# The right boots.



## spookychick13 (Jan 1, 2011)

I can't decide if I want to go with paddock boots and half chaps or if I should just grab a pair of justin gypsy's and be done with it.

What is everyone's preference for trail riding?

Back in the day with my first horse when I was a kiddo, I just wore combat boots and that was fine with me!


----------



## JerBear (Jan 23, 2011)

Ariats or Justin Gypsy! I got a pair of gypsys myself!


----------



## spookychick13 (Jan 1, 2011)

Thanks, are they perfect for riding??


----------



## phantomhorse13 (Feb 18, 2011)

this time of year, i ride in winter paddock boots so that i can feel my toes when i'm done riding.

once the weather is more reasonable, i ride in sneakers and half chaps. [i have cages on my stirrups, so getting a foot caught isn't an issue.] i simply haven't found anything else to be as comfortable for me.


----------



## ScharmLily (Nov 23, 2009)

I love my ariat tall boots!
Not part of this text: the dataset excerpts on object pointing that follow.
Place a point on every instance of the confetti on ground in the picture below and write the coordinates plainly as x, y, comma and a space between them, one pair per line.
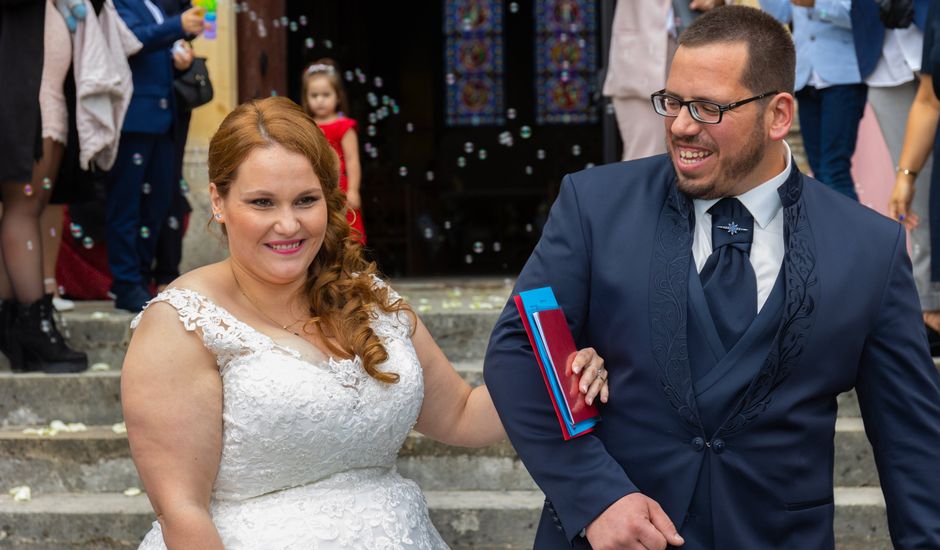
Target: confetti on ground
21, 494
55, 427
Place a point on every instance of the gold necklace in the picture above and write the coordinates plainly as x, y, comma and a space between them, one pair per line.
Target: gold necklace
261, 311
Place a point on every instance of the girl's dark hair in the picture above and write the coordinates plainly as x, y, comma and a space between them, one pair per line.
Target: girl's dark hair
325, 67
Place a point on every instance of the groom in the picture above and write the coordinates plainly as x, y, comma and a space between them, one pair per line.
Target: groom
733, 299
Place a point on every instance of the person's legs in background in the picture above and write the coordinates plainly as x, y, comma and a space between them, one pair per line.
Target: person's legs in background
145, 162
841, 112
35, 342
891, 106
808, 109
169, 249
155, 205
51, 226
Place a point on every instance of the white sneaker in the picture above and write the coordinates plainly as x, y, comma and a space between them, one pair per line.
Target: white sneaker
61, 304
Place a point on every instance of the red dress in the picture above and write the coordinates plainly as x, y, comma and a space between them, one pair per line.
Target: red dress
334, 132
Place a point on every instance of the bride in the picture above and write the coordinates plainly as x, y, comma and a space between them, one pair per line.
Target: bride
266, 396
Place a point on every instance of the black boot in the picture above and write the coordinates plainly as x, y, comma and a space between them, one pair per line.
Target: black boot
7, 317
37, 343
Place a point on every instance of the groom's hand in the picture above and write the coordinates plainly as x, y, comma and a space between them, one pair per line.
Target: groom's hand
635, 522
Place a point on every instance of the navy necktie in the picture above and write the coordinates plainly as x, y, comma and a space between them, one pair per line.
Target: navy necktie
727, 278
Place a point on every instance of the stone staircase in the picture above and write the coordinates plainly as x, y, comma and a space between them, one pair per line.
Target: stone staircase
479, 498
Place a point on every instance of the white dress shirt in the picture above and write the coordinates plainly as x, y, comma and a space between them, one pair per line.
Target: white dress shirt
767, 248
900, 58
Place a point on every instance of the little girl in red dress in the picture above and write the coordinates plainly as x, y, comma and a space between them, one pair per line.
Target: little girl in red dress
325, 100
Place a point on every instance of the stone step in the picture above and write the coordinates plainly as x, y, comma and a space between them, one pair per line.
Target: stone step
92, 397
479, 520
460, 324
98, 461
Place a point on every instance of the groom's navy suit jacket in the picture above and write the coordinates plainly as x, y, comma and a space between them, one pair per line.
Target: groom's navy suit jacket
616, 250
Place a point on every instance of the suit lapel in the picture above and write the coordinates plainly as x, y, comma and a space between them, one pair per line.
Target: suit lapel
799, 312
669, 283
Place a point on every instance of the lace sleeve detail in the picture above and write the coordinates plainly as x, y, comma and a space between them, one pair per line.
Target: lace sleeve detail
391, 325
222, 334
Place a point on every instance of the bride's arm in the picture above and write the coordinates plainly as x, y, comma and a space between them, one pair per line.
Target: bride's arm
456, 414
171, 393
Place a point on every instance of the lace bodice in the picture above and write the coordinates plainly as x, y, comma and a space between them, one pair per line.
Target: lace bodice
304, 432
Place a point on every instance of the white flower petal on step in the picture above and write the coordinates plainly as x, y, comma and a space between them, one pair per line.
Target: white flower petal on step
21, 494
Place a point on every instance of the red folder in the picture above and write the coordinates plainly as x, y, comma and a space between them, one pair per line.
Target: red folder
565, 432
557, 338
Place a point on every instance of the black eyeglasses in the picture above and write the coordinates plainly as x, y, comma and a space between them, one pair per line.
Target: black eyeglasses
706, 112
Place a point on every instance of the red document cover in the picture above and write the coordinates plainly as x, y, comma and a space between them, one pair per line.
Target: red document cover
557, 337
532, 334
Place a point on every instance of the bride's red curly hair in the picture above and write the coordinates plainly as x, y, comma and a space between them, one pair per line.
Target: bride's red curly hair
340, 285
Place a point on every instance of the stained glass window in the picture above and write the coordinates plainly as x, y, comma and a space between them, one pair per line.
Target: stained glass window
473, 55
565, 61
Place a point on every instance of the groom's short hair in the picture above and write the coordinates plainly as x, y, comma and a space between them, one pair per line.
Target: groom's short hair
771, 56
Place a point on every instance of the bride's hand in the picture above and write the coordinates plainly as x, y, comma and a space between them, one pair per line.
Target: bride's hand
593, 375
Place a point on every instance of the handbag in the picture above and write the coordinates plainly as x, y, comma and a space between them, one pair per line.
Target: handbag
896, 14
193, 87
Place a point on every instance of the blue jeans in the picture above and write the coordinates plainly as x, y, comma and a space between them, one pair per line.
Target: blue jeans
142, 158
829, 120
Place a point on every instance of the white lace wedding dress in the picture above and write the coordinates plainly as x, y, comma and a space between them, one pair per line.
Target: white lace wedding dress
309, 443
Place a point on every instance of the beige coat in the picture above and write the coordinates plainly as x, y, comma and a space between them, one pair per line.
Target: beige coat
103, 83
638, 49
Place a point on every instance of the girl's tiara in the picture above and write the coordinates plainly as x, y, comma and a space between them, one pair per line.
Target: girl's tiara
320, 68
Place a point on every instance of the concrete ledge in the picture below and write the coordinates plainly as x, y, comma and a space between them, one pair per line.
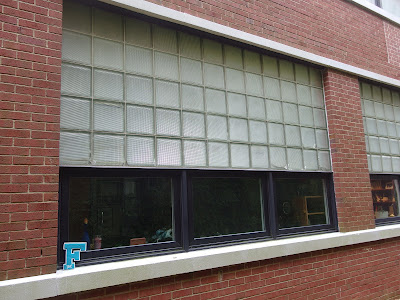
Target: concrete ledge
109, 274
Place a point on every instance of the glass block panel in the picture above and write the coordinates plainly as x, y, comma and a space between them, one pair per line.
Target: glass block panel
194, 153
237, 104
108, 85
168, 122
259, 156
308, 137
167, 93
192, 97
272, 88
256, 108
139, 89
169, 152
189, 45
140, 151
164, 39
306, 116
215, 101
290, 113
212, 51
191, 71
107, 24
275, 133
288, 90
76, 80
218, 155
235, 80
217, 128
310, 160
278, 158
214, 76
238, 130
74, 148
138, 32
254, 84
292, 135
258, 132
140, 119
76, 47
108, 150
295, 159
193, 125
166, 66
75, 113
139, 60
240, 156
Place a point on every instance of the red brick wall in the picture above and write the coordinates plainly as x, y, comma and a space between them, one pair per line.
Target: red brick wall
30, 67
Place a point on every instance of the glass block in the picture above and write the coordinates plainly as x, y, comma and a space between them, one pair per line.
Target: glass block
310, 160
169, 152
238, 130
240, 156
138, 32
256, 108
308, 137
77, 47
74, 148
164, 39
189, 45
139, 119
215, 101
288, 91
290, 113
237, 105
278, 158
168, 122
234, 80
292, 135
75, 113
258, 132
252, 62
194, 153
108, 150
76, 80
108, 117
214, 76
306, 116
218, 155
274, 110
193, 125
139, 89
108, 85
259, 156
212, 51
166, 66
192, 97
275, 133
191, 71
140, 151
139, 60
167, 93
295, 159
107, 24
217, 128
108, 54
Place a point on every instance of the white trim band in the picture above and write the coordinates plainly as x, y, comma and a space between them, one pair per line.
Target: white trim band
109, 274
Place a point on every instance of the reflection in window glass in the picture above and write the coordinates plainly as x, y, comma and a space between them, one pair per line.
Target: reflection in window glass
226, 206
113, 212
301, 202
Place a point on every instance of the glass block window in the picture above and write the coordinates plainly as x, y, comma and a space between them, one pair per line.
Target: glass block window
381, 112
140, 94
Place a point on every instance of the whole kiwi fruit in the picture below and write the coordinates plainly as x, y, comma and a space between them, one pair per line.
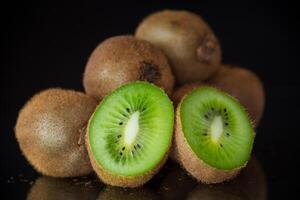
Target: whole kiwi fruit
50, 130
245, 86
123, 59
187, 40
48, 188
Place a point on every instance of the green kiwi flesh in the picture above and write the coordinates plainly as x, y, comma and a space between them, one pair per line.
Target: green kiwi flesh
216, 130
50, 131
130, 133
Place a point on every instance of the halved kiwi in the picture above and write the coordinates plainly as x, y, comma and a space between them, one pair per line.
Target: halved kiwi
50, 131
187, 40
130, 134
244, 85
213, 135
123, 59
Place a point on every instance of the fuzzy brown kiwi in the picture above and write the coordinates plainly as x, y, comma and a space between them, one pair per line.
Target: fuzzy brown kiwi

They give me much more grip than my old chaps did.


----------



## CowboyBoots (Mar 2, 2011)

Well, my name says it all! lol


----------



## QOS (Dec 8, 2008)

I have a new pair of Justin Gypsy boots, a pair of Ariats that are getting pretty beat up, and a dressy pair of Chappel or Corral something like that boots that are too fancy to ride in!!

Gypsy's seem to be working out just fine.


----------



## phantomhorse13 (Feb 18, 2011)

QOS said:


> a dressy pair of Chappel or Corral something like that boots that are too fancy to ride in!!


so what do you do with them? are they for dancing only?


----------